Hahn: Musik ist eine besondere Art und Weise, die Welt und unsere Position darin zu reflektieren und wieder darauf zurückzuwirken. Schon im künstlerischen Blick auf die Welt liegt ein Wert. Die Musikschaffenden sind so vielfältig wie die Welt, sie kommen aus der ganzen Welt mit ihren jeweiligen Hintergründen. Darin liegt die große Chance, in unserer postmigrantischen Gesellschaft auch marginalisierten Stimmen einen Raum zu geben. Das ist ein herausfordernder Brückenschlag, wenn man weiterhin mit Orchester oder klassischem Streichquartett arbeitet. Mit der neuen Musik können wir auch über Themen sprechen, die es erst heute gibt, etwa Transtraditionalität, Digitalität oder prekäre Verhältnisse, wie sie der Spätkapitalismus hervorgebracht hat.

nmz: Wie gehst Du mit diesen aktuellen Zeitfragen um? Willst Du eigens Themen setzen oder abbilden, wie sich Musikschaffende von sich aus damit auseinandersetzen?

Hahn: Wenn man mit den ganz großen Themen hantiert, kommt am Ende immer Glaube, Liebe, Hoffnung, Paradies und Hölle heraus. Man ist schlecht beraten, Komponisten mit Werken zu irgendwelchen Themen zu beauftragen. Ich versuche damit zu agieren, wie mit Magneten. Wenn man in Gesprächen mit Künstlern Themen erwähnt, entstehen Anziehungskräfte und im Ergebnis bestenfalls andere Perspektiven, die man sich als Kurator gar nicht vorstellen konnte. Die spannende Aufgabe bleibt dann immer noch, die entstandenen Stücke in Beziehung zu setzen und angemessen zu präsentieren.

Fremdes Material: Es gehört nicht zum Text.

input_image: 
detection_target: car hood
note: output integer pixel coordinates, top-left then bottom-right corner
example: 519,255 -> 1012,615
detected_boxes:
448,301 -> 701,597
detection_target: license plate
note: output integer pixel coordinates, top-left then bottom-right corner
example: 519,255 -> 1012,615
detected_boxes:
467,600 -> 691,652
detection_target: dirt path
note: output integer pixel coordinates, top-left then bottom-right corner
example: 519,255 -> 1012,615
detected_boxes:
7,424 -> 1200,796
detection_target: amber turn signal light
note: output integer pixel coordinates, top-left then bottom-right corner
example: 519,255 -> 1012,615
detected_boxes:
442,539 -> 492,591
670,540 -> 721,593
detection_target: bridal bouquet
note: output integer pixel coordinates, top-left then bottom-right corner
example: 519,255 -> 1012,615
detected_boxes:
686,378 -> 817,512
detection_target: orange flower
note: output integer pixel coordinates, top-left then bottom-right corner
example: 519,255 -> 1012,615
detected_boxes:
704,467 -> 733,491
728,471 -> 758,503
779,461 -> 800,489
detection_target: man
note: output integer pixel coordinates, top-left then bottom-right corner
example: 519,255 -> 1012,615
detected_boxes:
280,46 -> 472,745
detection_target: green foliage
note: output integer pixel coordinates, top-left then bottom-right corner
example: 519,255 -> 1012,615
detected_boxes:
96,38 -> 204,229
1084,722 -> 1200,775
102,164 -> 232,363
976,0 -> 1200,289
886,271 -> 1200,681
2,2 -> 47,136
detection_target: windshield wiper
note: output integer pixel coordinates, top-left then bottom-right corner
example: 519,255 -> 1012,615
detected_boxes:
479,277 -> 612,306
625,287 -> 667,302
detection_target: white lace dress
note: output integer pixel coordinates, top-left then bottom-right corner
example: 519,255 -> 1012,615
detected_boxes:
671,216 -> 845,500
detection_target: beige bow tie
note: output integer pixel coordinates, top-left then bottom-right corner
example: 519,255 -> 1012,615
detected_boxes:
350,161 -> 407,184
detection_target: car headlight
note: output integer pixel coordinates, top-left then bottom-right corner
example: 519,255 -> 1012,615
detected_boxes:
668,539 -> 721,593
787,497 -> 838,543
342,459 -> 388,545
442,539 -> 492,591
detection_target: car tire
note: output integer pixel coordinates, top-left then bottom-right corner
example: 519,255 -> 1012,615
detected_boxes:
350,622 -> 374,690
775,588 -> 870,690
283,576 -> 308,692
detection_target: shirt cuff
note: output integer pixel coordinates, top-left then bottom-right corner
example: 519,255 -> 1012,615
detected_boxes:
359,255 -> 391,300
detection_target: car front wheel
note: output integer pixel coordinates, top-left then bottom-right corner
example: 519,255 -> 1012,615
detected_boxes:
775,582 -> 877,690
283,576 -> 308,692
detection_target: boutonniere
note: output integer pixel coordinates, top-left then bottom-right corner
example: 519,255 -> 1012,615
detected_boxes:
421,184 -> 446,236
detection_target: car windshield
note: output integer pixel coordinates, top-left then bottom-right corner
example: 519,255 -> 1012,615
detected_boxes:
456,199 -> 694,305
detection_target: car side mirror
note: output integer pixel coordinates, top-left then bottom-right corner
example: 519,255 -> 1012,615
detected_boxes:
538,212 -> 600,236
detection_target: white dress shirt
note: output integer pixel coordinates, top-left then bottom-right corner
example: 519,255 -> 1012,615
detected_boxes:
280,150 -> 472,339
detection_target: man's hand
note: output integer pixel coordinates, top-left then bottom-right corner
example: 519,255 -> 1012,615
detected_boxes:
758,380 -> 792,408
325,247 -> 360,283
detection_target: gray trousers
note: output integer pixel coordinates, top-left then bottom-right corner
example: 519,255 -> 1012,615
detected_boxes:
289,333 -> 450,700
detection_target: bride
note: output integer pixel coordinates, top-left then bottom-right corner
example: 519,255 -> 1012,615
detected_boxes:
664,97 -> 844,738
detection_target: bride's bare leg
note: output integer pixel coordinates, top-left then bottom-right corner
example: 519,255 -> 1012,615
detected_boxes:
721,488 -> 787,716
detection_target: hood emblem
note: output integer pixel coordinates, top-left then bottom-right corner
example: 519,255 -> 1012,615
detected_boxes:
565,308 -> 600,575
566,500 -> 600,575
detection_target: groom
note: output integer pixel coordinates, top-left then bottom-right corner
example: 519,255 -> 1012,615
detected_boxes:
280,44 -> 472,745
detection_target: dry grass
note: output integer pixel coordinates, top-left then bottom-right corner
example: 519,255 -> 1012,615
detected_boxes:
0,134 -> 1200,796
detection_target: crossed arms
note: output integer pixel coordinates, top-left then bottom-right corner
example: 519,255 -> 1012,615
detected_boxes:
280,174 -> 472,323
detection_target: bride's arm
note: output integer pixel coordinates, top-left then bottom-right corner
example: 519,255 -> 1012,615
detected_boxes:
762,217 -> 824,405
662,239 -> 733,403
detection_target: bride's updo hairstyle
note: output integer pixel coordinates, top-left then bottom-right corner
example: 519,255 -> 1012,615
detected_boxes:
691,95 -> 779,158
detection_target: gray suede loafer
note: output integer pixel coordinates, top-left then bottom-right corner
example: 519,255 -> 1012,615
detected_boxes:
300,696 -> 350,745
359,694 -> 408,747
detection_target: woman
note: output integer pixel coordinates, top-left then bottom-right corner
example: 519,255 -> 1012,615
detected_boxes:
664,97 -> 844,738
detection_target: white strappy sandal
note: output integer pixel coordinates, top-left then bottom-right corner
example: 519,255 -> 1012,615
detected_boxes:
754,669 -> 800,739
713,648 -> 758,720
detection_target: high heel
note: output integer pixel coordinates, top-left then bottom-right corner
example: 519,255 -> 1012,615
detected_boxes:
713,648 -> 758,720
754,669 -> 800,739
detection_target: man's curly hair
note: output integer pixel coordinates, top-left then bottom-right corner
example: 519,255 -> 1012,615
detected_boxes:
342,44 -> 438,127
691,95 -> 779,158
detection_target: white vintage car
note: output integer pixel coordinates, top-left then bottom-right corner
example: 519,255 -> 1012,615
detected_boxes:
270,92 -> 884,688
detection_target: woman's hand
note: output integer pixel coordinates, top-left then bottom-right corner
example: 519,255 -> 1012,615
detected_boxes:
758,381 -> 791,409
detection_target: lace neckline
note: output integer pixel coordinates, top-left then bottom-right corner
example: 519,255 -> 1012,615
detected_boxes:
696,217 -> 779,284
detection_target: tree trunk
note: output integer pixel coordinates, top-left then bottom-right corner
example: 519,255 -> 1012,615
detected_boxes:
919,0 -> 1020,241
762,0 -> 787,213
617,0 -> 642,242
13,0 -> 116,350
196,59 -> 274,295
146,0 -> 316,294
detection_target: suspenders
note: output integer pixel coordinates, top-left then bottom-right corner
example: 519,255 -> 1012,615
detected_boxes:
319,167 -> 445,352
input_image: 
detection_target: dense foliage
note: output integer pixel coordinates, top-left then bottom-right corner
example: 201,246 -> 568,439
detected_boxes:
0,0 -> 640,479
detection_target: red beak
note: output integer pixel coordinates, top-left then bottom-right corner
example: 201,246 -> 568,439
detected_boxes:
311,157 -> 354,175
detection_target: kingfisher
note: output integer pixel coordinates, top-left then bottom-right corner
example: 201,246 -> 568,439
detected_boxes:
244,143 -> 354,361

nmz: Was wird sich bei den Wittener Tagen für neue Kammermusik ändern?

Hahn: Ich erlebe in der Stadt Witten eine tolle Aufbruchsstimmung, die namentlich mit der neuen Leiterin des Kulturforums Witten Jasmin Vogel verbunden ist, die den Saalbau für mehr Veranstaltungen und Publikum zu öffnen versucht. Hier will ich gerne zusammenarbeiten. Die Stadt hat zum zweiten Mal vier „Fellowships für urbane Digitalkuktur“ ausgeschrieben. Kunstschaffende können ein Jahr lang in Witten leben und im dortigen Digitalstudio arbeiten und produzieren. Ich möchte auch weiter die Stadtgesellschaft erreichen und die besondere Geologie und Landschaft im Ruhrgebiet mit Hilfe von Musik erkunden.

nmz: Verfügst Du über die gleichen finanziellen und personellen Ressourcen wie Dein Vorgänger?

Hahn: Ja.

nmz: Gegenwärtig bangen dagegen manche Rundfunkredaktionen neuer Musik in der ARD um ihr Fortbestehen. Welchen Rückhalt hat die neue Musik im WDR?

Hahn: In meinem unmittelbaren hier­archischen Umfeld erlebe ich eine große Unterstützung für das, was wir tun, sonst hätte der WDR diese Stelle auch nicht nachbesetzt.

nmz: Nach den Plänen der ARD-Strukturreform sollen Kompetenzen zwischen den Sendeanstalten verteilt und soll nach 20 Uhr nur noch ein gemeinsames Radioprogramm ausgestrahlt werden. Wo bleibt bei diesem Reformprozess die Kompetenz der Fachredaktionen, die bisher nur hinter vorgehaltener Hand klagen?

Hahn: Innerhalb des Hauses erlebe ich als Redakteur eine große Freiheit innerhalb des gesetzten Rahmens und auch eine lebendige Diskussionskultur im Austausch über verschiedene Themen. Der beschriebene Reformprozess wird aber auf der Ebene der Intendanten erarbeitet, das liegt jenseits der Kompetenz der Fachredaktionen. Da diese Pläne noch nicht reif sind, kann ich sie auch nicht kommentieren.